The Everyday Girl Guide to: Relationship (Priorities, Pt 2)

April 14, 2012

Previous posts in this series:

http://wp.me/p2cUhM-f

In my last post, I talked about how my priorities in relationships got all out of whack in my intense desire to have kids.

I have four kids.  They are still the sunshine in my life.  Right now, though, I don’t get to be their mom.

I never did anything terrible.  I had some anger issues for about a year.  I did a self-help counseling book and learned to direct my anger appropriately.  I was sometimes a little too persnickity about my angels being perfect.

But I was a good mom.

Until the day my husband told me to get out of our house.
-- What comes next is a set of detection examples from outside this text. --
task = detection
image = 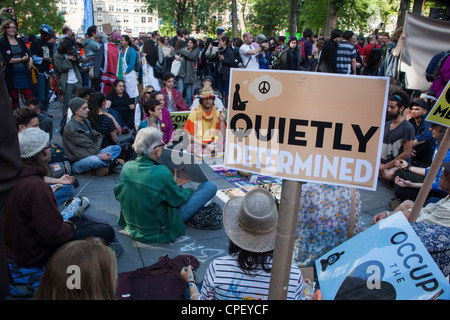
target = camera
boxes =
[69,45,81,57]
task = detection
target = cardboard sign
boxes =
[170,111,190,130]
[425,81,450,127]
[316,212,450,300]
[225,69,389,190]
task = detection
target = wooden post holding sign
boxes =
[269,179,302,300]
[224,69,389,299]
[409,81,450,222]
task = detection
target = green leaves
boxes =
[2,0,65,35]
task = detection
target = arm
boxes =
[380,140,414,171]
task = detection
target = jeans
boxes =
[178,181,217,222]
[177,77,194,107]
[61,82,81,118]
[55,184,75,207]
[33,73,50,111]
[72,145,122,173]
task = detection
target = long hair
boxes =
[143,99,161,117]
[142,39,159,67]
[228,240,273,273]
[88,92,106,122]
[109,79,130,98]
[34,238,117,300]
[0,19,18,38]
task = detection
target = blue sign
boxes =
[316,212,450,300]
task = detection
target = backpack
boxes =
[127,48,141,73]
[48,143,72,178]
[8,262,44,298]
[366,44,383,66]
[425,50,450,82]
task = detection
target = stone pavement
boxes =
[44,97,393,281]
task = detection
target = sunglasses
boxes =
[153,143,166,150]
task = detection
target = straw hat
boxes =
[223,188,278,252]
[198,84,216,99]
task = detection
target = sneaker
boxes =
[78,197,91,213]
[88,167,109,177]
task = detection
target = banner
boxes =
[224,69,389,190]
[170,111,190,130]
[400,12,450,90]
[425,81,450,127]
[83,0,94,34]
[316,211,450,300]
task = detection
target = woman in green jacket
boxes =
[114,127,217,243]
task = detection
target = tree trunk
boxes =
[323,0,337,38]
[396,0,411,29]
[289,0,300,37]
[231,0,238,38]
[239,0,247,36]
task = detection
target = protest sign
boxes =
[316,212,450,300]
[425,81,450,127]
[224,69,389,190]
[170,111,189,130]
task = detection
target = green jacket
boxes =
[114,156,194,243]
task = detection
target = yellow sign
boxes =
[224,69,389,190]
[425,81,450,127]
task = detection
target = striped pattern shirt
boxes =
[200,255,309,300]
[336,41,356,74]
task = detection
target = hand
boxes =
[394,159,409,170]
[59,174,75,184]
[394,176,412,188]
[372,211,387,224]
[97,152,111,160]
[180,265,195,283]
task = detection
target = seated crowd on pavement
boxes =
[0,9,450,300]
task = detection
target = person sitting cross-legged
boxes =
[114,126,217,243]
[63,97,122,176]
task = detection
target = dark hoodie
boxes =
[5,164,75,267]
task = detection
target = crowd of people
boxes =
[0,4,450,299]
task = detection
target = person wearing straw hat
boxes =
[4,128,114,267]
[181,188,311,300]
[184,85,225,155]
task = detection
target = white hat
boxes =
[223,188,278,252]
[19,128,50,159]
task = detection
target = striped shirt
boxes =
[336,41,356,74]
[200,255,309,300]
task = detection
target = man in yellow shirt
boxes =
[184,85,225,155]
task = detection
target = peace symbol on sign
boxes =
[258,81,270,94]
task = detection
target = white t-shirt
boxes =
[239,44,259,69]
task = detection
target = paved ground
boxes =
[44,96,393,281]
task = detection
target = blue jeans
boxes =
[55,184,75,207]
[177,77,194,107]
[178,181,217,222]
[33,73,50,111]
[72,145,122,173]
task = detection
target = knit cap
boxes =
[19,128,50,159]
[69,97,86,113]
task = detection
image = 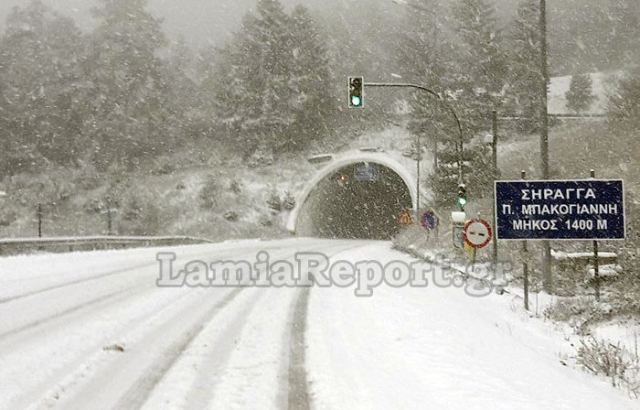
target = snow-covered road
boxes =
[0,239,640,410]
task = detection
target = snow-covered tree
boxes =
[214,0,338,155]
[0,0,84,172]
[280,6,334,150]
[565,74,595,113]
[508,0,542,130]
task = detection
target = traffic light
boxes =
[456,184,467,212]
[349,77,364,108]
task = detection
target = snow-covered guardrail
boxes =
[0,236,212,255]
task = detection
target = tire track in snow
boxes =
[0,286,142,342]
[0,262,152,305]
[287,288,311,410]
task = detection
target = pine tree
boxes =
[0,0,85,172]
[565,74,595,114]
[214,0,338,156]
[85,0,174,167]
[508,0,542,131]
[282,6,334,150]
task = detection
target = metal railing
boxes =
[0,236,213,256]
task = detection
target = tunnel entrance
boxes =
[298,162,412,240]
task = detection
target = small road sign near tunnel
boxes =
[495,179,625,240]
[464,219,493,249]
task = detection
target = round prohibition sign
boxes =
[464,219,493,249]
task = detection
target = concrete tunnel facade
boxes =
[287,152,417,240]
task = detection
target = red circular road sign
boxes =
[464,219,493,249]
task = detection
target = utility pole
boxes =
[416,131,422,223]
[36,204,42,238]
[491,110,498,275]
[540,0,553,293]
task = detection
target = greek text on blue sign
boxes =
[495,179,625,240]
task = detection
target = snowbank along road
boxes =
[0,239,640,410]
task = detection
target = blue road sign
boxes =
[354,163,378,182]
[495,179,625,240]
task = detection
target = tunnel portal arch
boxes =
[287,153,417,239]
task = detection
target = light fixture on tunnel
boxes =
[336,173,349,186]
[349,77,364,108]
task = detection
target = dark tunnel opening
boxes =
[299,162,412,240]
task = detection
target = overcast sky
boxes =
[0,0,272,46]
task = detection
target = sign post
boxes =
[591,169,600,302]
[495,175,626,306]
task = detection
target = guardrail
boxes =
[0,236,213,256]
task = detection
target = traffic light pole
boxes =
[364,83,464,222]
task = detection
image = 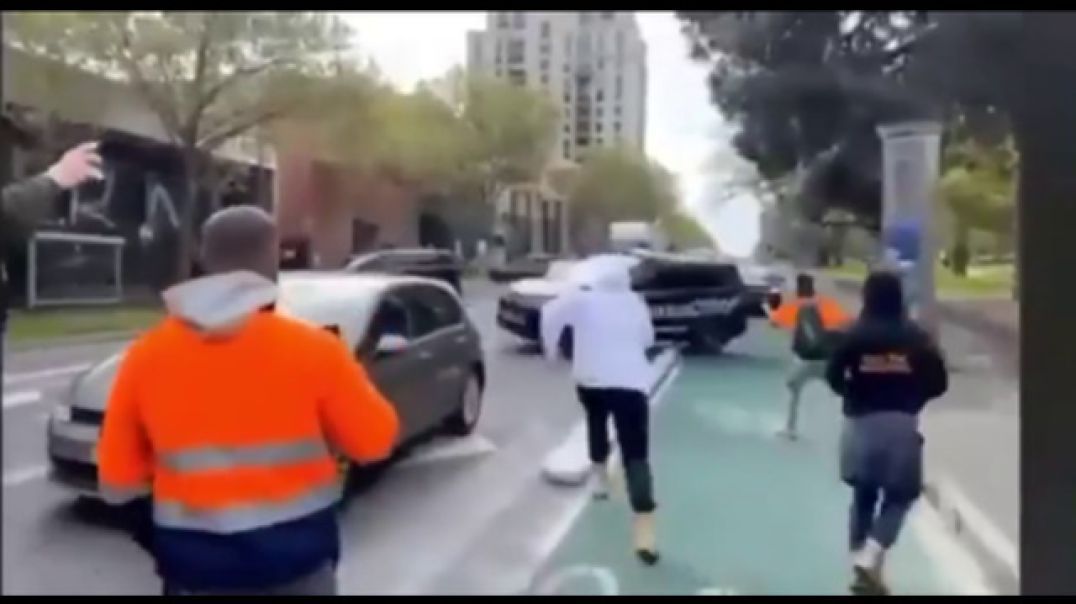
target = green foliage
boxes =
[568,148,677,223]
[660,209,713,250]
[938,139,1018,243]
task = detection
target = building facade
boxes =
[467,11,647,258]
[467,11,647,161]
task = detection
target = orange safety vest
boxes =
[770,296,851,329]
[98,311,398,534]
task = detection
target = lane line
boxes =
[3,390,42,410]
[937,477,1020,577]
[3,363,94,385]
[3,465,48,489]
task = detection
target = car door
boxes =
[416,285,473,416]
[360,291,427,440]
[391,284,470,429]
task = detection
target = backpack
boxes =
[792,304,833,361]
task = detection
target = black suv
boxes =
[344,248,463,293]
[497,252,763,353]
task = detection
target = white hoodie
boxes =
[541,258,654,392]
[161,270,278,336]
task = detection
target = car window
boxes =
[633,263,742,290]
[367,294,408,346]
[401,285,463,338]
[399,286,439,338]
[421,287,464,328]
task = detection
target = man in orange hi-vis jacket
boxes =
[764,273,851,440]
[98,206,398,595]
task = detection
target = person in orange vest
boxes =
[764,273,851,440]
[98,206,398,595]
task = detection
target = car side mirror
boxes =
[373,334,408,357]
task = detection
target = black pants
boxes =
[579,387,657,514]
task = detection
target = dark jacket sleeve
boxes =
[0,174,60,237]
[825,334,855,397]
[916,335,949,401]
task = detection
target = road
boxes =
[530,327,992,595]
[3,285,598,594]
[3,285,989,594]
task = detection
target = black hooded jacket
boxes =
[826,272,949,418]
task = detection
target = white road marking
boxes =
[537,564,620,595]
[937,478,1020,577]
[3,465,48,489]
[393,434,497,470]
[909,493,995,595]
[3,390,41,409]
[3,363,93,385]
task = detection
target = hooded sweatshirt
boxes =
[826,272,948,498]
[541,258,654,393]
[98,272,398,591]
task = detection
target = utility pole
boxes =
[878,121,942,336]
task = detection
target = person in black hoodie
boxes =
[826,271,948,593]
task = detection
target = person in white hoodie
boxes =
[541,258,659,565]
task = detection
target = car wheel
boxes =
[335,453,388,495]
[557,327,575,361]
[444,371,482,436]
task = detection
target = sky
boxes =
[342,11,760,255]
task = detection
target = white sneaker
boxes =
[591,464,612,500]
[852,539,889,595]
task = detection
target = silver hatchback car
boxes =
[47,272,485,497]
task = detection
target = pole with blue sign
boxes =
[878,122,942,334]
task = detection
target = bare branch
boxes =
[196,106,293,151]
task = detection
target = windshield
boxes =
[546,261,576,281]
[277,275,379,341]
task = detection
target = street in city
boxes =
[3,282,988,594]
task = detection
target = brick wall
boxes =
[275,145,419,268]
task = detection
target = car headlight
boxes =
[49,404,71,422]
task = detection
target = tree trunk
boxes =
[175,145,199,282]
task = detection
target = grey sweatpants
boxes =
[840,412,923,551]
[784,357,829,434]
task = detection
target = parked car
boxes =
[738,261,788,318]
[489,254,554,283]
[47,272,485,497]
[497,251,764,355]
[344,248,463,292]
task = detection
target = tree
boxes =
[681,11,1076,301]
[427,69,557,202]
[568,148,677,248]
[938,132,1017,276]
[4,11,351,280]
[680,11,929,228]
[659,208,713,250]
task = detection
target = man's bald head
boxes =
[201,206,279,280]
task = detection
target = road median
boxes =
[6,306,165,351]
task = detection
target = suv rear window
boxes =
[634,262,744,290]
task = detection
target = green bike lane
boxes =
[530,326,986,595]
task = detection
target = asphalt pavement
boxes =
[3,284,598,594]
[2,283,994,594]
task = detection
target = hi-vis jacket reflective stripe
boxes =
[98,311,398,534]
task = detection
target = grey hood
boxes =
[161,270,278,334]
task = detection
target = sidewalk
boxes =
[829,279,1020,593]
[532,325,986,594]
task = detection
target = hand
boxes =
[45,142,104,188]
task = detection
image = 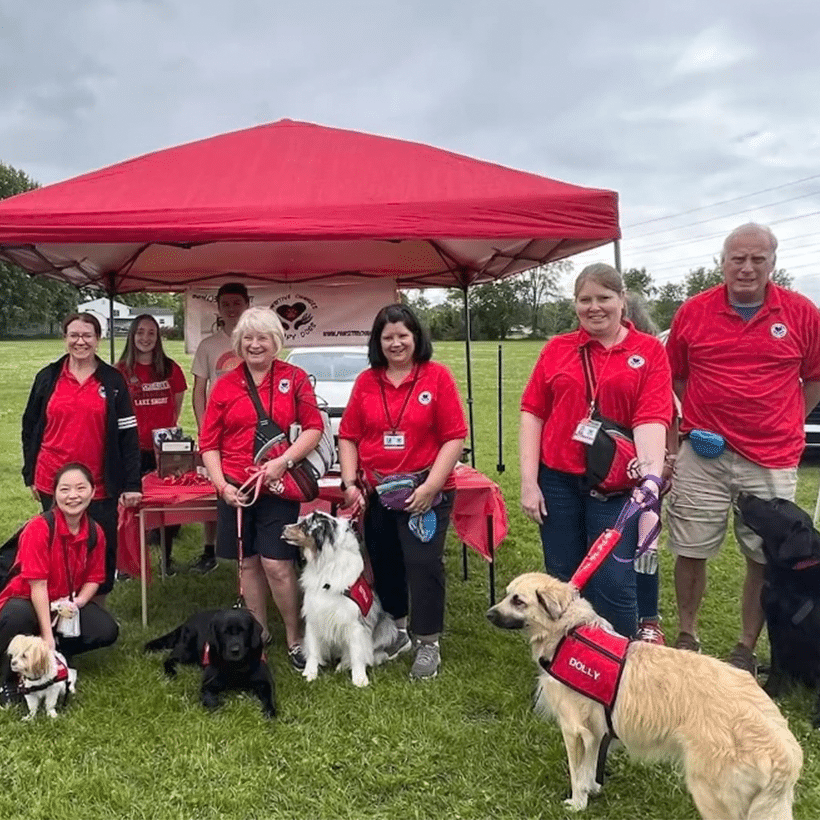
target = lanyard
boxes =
[580,345,616,416]
[379,367,419,434]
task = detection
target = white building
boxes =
[77,298,174,336]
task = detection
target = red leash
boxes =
[569,490,660,592]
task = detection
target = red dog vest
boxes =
[345,573,373,618]
[541,626,629,735]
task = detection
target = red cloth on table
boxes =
[117,464,508,579]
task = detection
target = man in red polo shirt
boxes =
[667,223,820,675]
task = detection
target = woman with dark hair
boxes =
[23,313,142,604]
[0,463,119,668]
[519,263,672,637]
[339,305,467,680]
[117,313,188,574]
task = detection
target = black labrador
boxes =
[737,493,820,727]
[144,608,276,718]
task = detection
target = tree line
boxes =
[404,259,792,341]
[0,163,792,340]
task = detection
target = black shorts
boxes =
[216,495,299,561]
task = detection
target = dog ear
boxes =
[535,585,573,621]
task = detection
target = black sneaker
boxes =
[191,552,216,575]
[288,643,307,672]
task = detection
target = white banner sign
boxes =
[185,279,398,353]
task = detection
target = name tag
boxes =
[384,433,404,450]
[572,419,601,444]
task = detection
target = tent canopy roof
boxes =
[0,120,620,293]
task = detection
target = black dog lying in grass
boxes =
[737,493,820,727]
[145,609,276,718]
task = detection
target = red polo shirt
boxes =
[339,362,467,489]
[521,322,672,475]
[34,359,106,498]
[117,361,188,450]
[199,359,324,484]
[666,282,820,468]
[0,506,105,607]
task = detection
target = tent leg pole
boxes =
[108,273,115,364]
[462,285,475,469]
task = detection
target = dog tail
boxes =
[142,626,182,652]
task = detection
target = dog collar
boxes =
[19,655,68,694]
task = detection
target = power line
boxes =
[624,191,820,247]
[624,174,820,229]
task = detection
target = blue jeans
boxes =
[538,464,638,637]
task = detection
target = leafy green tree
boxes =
[623,268,657,299]
[650,282,686,330]
[516,259,573,338]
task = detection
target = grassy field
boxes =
[0,342,820,820]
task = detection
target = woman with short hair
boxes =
[22,313,142,603]
[519,263,672,637]
[339,304,467,680]
[0,463,119,668]
[199,308,324,671]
Now, on his side of the ledger, I was having an emotional affair online.  I flat-out told him I was no longer interested in saving our marriage.

On my side, he hadn’t been involved in our marriage for at least eight years.  Date nights that I planned were fine, but as soon as we got back to the house, he checked out.  We spent evenings sitting side-by-side without talking.  If I called him at work (and I tried very hard to not call often), I was a nuisance.

On his side, I made vows.

On my side, he’d already broken our vows and I had chosen to forgive him.

Equally shared fault, really, in the demise of our marriage.  I should’ve just filed for divorced, but I had this crazy idea that my kids needed both parents together more than I needed out of my marriage.  I was trying to stick it out, even as I learned to dislike the man I’d married.

When he told me to get out of the house, though, he reinforced it with a threat.  He wasn’t even living at home during the week, as his job required him to live 3 1/2 hours north.  He had already been engaged in low-key emotional abuse for about five months.

I started packing for me and the kids.

Then he dropped the bombshell.  If I took the kids, first he threatened me with kidnapping charges.  I was scared (and naive), but still kept packing.

Then he told me he wouldn’t support me if I took the kids.

That one stopped me in my tracks.  All I wanted was for my kids to be happy.  They were my priority, after all.  There was no way an unemployed woman who hadn’t held a full-time job in nine years could support four kids right out of the gate.

I was stupid.

I agreed to leave without the kids, but made him sign a note that said that I was only going to set up a home for my kids and intended to come back for them.  Then, in the worst decision of my life, I left.

And my relationships got even more skewed.